La partita delle nomine
Non è invece sicuro di conquistare il posto di Alberto Barbera – direttore della Mostra internazionale del cinema di Venezia – il già direttore della cineteca di Bologna, Gian Luca Farinelli, attualmente alla Fondazione Cinema per Roma, a suo tempo «voluto» da Gualtieri vicinissimo a Franceschini. Oggi i rumors lo posizionano sponsorizzato invece dal loquace fratello d’Italia, Federico Mollicone che fa le veci del padrone di casa e si affanna anche lui per un posto al sole e per emergere tra il sottosgretario Borgonzoni e il ministro Sangiuliano. Farinelli non ci ha messo molto a riposizionarsi a destra e a dire «ciaone» al sindaco di Roma e all’ex ministro dei Beni Culturali. Altro prezzemolino a sbracciarsi per un posto al sole pur di arrivare in laguna è Antonio Monda: andato via dalla direzione della «festa di Roma», aveva annunciato di essere stato contattato per dirigere grandi festival americani, si è dovuto poi accontentare di proseguire la collaborazione con Repubblica e i suoi lavoretti pregressi. Ora sta facendo la spola tra Roma e New York, dove abita, per tentare la corsa veneziana, a fine estate è rientrato in fretta e furia dagli States nella Capitale pur di partecipare alla kermesse di Atreju, dopo aver fatto di tutto per farsi invitare.

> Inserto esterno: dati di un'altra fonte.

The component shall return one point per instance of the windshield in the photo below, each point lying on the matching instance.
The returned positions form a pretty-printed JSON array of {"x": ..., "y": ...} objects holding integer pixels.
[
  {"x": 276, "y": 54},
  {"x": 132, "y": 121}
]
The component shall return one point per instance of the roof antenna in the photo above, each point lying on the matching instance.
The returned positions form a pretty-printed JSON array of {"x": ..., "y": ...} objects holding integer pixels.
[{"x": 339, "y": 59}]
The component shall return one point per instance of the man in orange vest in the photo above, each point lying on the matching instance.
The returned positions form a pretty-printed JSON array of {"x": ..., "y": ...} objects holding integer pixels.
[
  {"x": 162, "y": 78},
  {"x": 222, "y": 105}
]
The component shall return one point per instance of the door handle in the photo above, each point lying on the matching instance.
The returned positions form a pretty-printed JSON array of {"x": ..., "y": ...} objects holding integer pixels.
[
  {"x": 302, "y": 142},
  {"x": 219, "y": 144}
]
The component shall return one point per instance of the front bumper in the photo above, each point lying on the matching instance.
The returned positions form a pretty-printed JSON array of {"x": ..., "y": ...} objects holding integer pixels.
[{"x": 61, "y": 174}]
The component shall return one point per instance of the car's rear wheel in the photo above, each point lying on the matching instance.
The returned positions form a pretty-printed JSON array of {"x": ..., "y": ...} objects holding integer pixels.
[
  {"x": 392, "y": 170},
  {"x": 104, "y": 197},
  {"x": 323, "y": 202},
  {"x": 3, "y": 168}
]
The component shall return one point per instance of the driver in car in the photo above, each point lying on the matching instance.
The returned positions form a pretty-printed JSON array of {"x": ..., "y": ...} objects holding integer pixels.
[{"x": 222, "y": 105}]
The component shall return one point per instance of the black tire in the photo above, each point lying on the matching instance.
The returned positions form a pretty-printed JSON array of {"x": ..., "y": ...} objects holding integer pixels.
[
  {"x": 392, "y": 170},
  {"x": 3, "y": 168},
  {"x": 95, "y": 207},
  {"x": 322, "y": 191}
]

Anche per il Teatro di Roma, dopo la fine del commissariamento, si aspetta entro questo mese il nuovo direttore. I curricula pervenuti sono ben 42, ma anche qui l’onnipresente Mollicone vorrebbe piazzare il non famoso regista teatrale Luca De Fusco, ora al Bellini di Catania. A seguire, in primavera ci sarà la scadenza della governance del poco valorizzato Auditorium Parco della Musica, di cui si leggono automeraviglie sulle pagine dei giornali per bocca del suo Ad Daniele Pitteri. In realtà, il mortificato polo culturale disegnato da Renzo Piano, oggi si presenta come una landa desolata e buia, con allestimenti trasandati, anche nei giorni di festa, servizi scadenti e un cartellone che è la fotocopia dell’anno precedente. Le produzioni targate Auditorium sono pochissime e l’offerta culturale è inadeguata se paragonata a qualsiasi capitale europea. Quello che dovrebbe essere il fiore all’occhiello della capitale d’Italia, oggi va completamente ripensato, facendo tabula rasa del pregresso.
Fondazione Cinema, aria di crisi
E, sempre durante le vacanze natalizie, chi si è imbattuto passeggiando a Villa Borghese nella «nuova» Casa del Cinema, ha trovato anche qui una location semideserta e priva di anima. Dopo un’apertura in pompa magna in primavera, pare che ora le sale si popolino solo nelle serate a invito, portando reddito nelle casse della Fondazione Cinema, che ne ha preso la gestione, più per l’utilizzo dei servizi igienici a pagamento che per i pochi biglietti degli spettatori paganti: l’ennesima struttura pubblica con costi che superano di gran lunga i ricavi, come d’altronde la Festa del Cinema, che ormai si sostiene solo grazie ai fondi pubblici dei cittadini che coprono oltre il 70% del budget e sono destinati ad aumentare dopo le ultime richieste della struttura al Mic a causa del triplicarsi delle spese e di una diminuzione degli sponsor (in particolare Bnl) a spese dei cittadini. Quest’anno l’Oscar del trash non ce lo toglie proprio nessuno.